Kubernetes compatibility
Nova Version | Kubernetes Versions Supported |
---|---|
v0.7 | v1.25, v1.26, v1.27, v1.28 |
v0.6 | v1.24, v1.25 |
Installation steps
- Download and install
novactl
- Prepare hosting cluster
- Create API Server load balancer service.
- Create certificates for Nova Control Plane
- Install Control Plane Components
- Get Nova Control Plane kubeconfig
- Install Nova CRDs
- Verify your installation
- Connect workload clusters
Download novactl
novactl
is our CLI that allows you to easily create new Nova Control Planes, register new Nova Workload Clusters, check the health of your Nova cluster, and more!
If you don't have the release tarball then in order to download the latest novactl
version for your OS, run:
curl -s https://api.github.com/repos/elotl/novactl/releases/latest | \
jq -r '.assets[].browser_download_url' | \
grep "$(uname -s | tr '[:upper:]' '[:lower:]')-$(uname -m | sed 's/x86_64/amd64/;s/i386/386/;s/aarch64/arm64/')" | \
xargs -I {} curl -L {} -o novactl
Install novactl
Make the binary executable
Once you have the binary, run:
chmod +x novactl*
Place the binary in your PATH
The following is an example to install the plugin in /usr/local/bin
for Unix-like operating systems:
sudo mv novactl* /usr/local/bin/novactl
If you accidentally downloadedmore than one novactl binary, please move only the binary that corresponds to the OS and ARCH of your machine to the /usr/local/bin location.
Install it as kubectl plugin
novactl
is ready to work as kubectl plugin. Our docs assume you're using novactl
as kubectl plugin. To make this work, simply run:
sudo novactl kubectl-install
And test if it works:
kubectl nova --version
kubectl-nova version v0.7.1 (git: a97586b5) built: 20231102171119
Upgrading novactl
If you want to upgrade novactl
to latest version, it's enough to run all previous steps starting from Download novactl
up to this point again. This will automatically download latest version and replace your local binary with it.
Preparing hosting cluster
Cluster hosting Nova Control Plane MUST have storage provisioner and default StorageClass
configured. Nova Control Plane uses [etcd] as a backing store, which runs as StatefulSet
and requires PersistentVolume
to work.
Cluster hosting Nova Control Plane MUST have ingress controller configured.. Nova API Server is exposed as a LoadBalancer type Kubernetes Service and it needs to get an IP address or domain that will be reachable from the Nova Agent in the workload cluster, as well as human users interacting with Nova Control Plane.
Creating API Server
By default, we will install everything in the elotl
namespace, you can modify it if you need.
Please export the name of the hosting cluster kube context.

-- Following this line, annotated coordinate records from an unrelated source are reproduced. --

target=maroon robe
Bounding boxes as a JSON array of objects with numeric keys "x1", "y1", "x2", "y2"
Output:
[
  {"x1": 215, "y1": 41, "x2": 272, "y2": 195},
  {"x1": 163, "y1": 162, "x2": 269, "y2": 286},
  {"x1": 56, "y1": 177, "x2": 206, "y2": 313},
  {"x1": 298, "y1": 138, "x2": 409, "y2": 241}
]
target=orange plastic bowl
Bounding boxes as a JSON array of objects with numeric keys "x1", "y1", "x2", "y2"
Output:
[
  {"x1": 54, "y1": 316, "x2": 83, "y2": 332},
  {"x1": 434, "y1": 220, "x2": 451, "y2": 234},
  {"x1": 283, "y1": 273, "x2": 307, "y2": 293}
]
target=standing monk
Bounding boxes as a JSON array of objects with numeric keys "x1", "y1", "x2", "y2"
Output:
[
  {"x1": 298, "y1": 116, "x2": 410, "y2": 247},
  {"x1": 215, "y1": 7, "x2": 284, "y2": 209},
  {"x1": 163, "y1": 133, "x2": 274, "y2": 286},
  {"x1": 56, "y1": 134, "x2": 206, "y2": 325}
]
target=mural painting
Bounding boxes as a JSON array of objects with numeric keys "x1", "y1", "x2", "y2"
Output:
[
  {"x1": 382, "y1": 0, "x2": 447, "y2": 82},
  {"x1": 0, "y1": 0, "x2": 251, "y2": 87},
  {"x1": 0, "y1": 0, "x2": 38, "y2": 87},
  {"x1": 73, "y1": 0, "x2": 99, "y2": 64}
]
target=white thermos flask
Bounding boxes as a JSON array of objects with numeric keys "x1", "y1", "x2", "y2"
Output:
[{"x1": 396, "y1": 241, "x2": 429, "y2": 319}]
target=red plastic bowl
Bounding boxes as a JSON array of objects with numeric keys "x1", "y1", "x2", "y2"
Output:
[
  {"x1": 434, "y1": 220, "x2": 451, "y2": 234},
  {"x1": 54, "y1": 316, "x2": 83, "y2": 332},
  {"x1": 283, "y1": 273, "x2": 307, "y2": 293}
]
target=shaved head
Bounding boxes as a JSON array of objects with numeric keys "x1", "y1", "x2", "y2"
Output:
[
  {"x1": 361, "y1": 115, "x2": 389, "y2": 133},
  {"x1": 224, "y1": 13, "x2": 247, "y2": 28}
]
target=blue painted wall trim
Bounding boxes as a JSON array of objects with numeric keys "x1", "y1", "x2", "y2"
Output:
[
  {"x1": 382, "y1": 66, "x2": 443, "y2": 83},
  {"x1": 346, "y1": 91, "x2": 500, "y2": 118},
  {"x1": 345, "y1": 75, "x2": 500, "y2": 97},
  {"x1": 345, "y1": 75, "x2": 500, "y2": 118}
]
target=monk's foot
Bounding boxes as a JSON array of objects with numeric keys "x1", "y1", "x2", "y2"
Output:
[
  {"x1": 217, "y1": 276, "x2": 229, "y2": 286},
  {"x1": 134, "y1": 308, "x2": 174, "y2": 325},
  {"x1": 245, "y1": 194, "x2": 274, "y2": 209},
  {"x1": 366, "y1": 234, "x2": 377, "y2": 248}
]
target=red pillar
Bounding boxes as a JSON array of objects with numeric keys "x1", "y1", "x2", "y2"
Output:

export INSTALL_NAMESPACE=elotl
export HOSTING_CLUSTER_CONTEXT=kind-cp
kubectl --context=${HOSTING_CLUSTER_CONTEXT} create namespace ${INSTALL_NAMESPACE}
kubectl --context=${HOSTING_CLUSTER_CONTEXT} create -f install/base/control-plane/apiserver.yaml -n ${INSTALL_NAMESPACE}
then, we need to wait for external IP being allocated. If it's still Pending after a few minutes, you should check whether your cluster has a working Ingress controller as mentioned in the hosting cluster Prerequisites.

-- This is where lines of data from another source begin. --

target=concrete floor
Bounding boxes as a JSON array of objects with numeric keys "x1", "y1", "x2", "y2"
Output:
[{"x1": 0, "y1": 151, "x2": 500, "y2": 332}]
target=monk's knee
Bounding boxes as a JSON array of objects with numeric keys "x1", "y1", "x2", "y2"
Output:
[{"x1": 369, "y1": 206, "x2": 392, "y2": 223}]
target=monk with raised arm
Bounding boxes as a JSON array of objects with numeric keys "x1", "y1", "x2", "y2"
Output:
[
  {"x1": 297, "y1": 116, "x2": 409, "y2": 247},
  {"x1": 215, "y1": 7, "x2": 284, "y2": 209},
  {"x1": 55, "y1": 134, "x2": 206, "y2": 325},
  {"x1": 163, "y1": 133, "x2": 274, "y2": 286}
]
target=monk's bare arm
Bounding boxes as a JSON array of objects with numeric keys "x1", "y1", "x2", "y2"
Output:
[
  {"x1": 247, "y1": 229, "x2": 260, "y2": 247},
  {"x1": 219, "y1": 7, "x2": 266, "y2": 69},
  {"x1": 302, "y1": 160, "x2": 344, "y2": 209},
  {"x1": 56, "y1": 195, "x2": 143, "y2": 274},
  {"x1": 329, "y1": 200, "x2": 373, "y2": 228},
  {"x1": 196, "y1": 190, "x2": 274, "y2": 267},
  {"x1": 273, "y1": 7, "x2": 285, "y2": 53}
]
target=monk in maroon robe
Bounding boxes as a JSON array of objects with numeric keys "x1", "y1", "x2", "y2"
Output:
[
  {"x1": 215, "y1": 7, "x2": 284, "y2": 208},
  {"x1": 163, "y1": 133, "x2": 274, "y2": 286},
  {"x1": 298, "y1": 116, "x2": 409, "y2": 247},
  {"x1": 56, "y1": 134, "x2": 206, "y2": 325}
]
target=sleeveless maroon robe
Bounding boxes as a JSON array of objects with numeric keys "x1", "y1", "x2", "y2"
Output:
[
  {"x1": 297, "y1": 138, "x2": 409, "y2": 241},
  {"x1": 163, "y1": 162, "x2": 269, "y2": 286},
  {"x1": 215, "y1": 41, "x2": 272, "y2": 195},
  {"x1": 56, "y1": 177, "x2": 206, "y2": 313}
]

kubectl --context=${HOSTING_CLUSTER_CONTEXT} wait -n ${INSTALL_NAMESPACE} service/apiserver --for=jsonpath='{.status.loadBalancer.ingress[0].ip}' --timeout=360s
If this command fails, it's very likely that API Server got hostname (instead of external IP) allocated. You can check it using following command:
kubectl --context=${HOSTING_CLUSTER_CONTEXT} wait -n ${INSTALL_NAMESPACE} service/apiserver --for=jsonpath='{.status.loadBalancer.ingress[0].hostname}' --timeout=360s
Configure domain name record for API Server serviceWe strongly recommend configuring a domain name record or at least external static IP address for this Service.
This API Server service will be an entrypoint to the Nova Control Plane, for workload clusters, as well as human users.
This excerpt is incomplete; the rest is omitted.